Some very wise men ... have undertaken to reconcile the differences of Christendom by a way of moderation. Thus they have projected to reconcile the papists and the Lutherans, the Lutherans and the Calvinists, the Remonstrants and Contra-remonstrants, and project that each side should abate of their asperities, and pare away something of their propositions, and join in common terms and phrases of accommodation, each of them sparing something, and promising they shall have a great deal of peace or the exchange of a little of their opinion. This was the way of Cassander, Modrevius, Andreas Frisius, Erasmus, Spalato, Grotius ...

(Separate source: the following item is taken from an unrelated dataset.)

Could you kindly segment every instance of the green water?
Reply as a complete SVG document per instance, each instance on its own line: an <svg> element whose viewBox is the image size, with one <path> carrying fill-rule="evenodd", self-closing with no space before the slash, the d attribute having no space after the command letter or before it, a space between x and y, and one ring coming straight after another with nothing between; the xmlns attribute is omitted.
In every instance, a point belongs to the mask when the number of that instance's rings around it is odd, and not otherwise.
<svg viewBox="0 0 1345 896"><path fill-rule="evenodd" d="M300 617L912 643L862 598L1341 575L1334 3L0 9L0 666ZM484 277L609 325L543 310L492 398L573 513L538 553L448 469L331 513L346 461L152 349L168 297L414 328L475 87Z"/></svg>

Taylor is well aware that such attempts failed, because the relevant parties "either disclaimed their moderation, or their respective princes had some other ends to serve". However, an Erasmian and Hookerian respect for eirenic attempts to move the churches beyond divisive attempts to define Eucharistic doctrine beyond what it is necessary, is a consistent theme in Taylor's sacramental teaching:

we had kneeled before the same altars, and adored the same mystery, and communicated in the same rites, to this day. For, in the thing itself, there is no difference amongst wise and sober persons; nor ever was, till the manner became an article, and declared or supposed to be of the substance of the thing ... So that now the question is not, whether the symbols be changed into Christ's body and blood, or no? For it is granted on all sides ... Nor is it, whether Christ be really taken - Real Presence and Spiritual of Christ I.3 & 13; 

But seeinge that by openinge the severall opinions which have bene held, they are growen (for ought I can see) on all sides at the lengthe to a generall agreement, concerning that which alone is materiall, Namelye the reall participation of Christe and of life in the bodie and bloode by meanes of this sacrament, wherefore should the world continewe still distracted, and rent with so manyfold contentions ...? - LEP V.67.2.

Taylor's eirenicism is not only evident in his approach to Eucharistic doctrine. It is also seen in his defence of a practice that was (and had been for nearly a century) a matter of profound controversy in England, kneeling to receive the holy Sacrament. In The Worthy Communicant (1660), Taylor pointed to Erasmus to defend the practice:

and accordingly this reverence is practised by the churches of the east, and west, and south; by the Christians of India ... by all the Lutheran churches; by all the world, says Erasmus; only now of late, some have excepted themselves. But the church of England chooses to follow the reason and the piety of the thing itself, the example of the primitive church, and the consenting voice of Christendom.

Here is an example of how Laudianism promoted an eirenic, Erasmian vision of the Church of England. Kneeling to receive the Sacrament was condemned by its opponents as contrary to the practice of 'best Reformed churches'. Taylor, by contrast, invokes Erasmus in order to portray a greater vision of the church catholic, in which kneeling to receive was a practice common amongst many Christians over centuries. For the Church of England to direct - by lawful authority - communicants to kneel to receive the blessed Sacrament was to give expression, by a common practice, to what Taylor termed "the sign of unity, the contesseration of the Christian communion".

Even in a dark time, there was a deeply joyful, hopeful character to the Erasmian, Grotian vision of Taylor the Laudian. It also helps explains why Laudians like Taylor continued to to promote understanding of the Episcopalian tradition even as the Episcopal Church of England ceased to exist in the 1650s. In a time of bitter confessional strife in these Islands, religious war, and divisive theological claims, Taylor saw "the great Erasmus, and the incomparable Hugo Grotius" articulating a vision embodied in the Episcopalian tradition, a vision holding out the hope of the distracted, divided churches gathered in catholic peace, charity, and unity around Christ.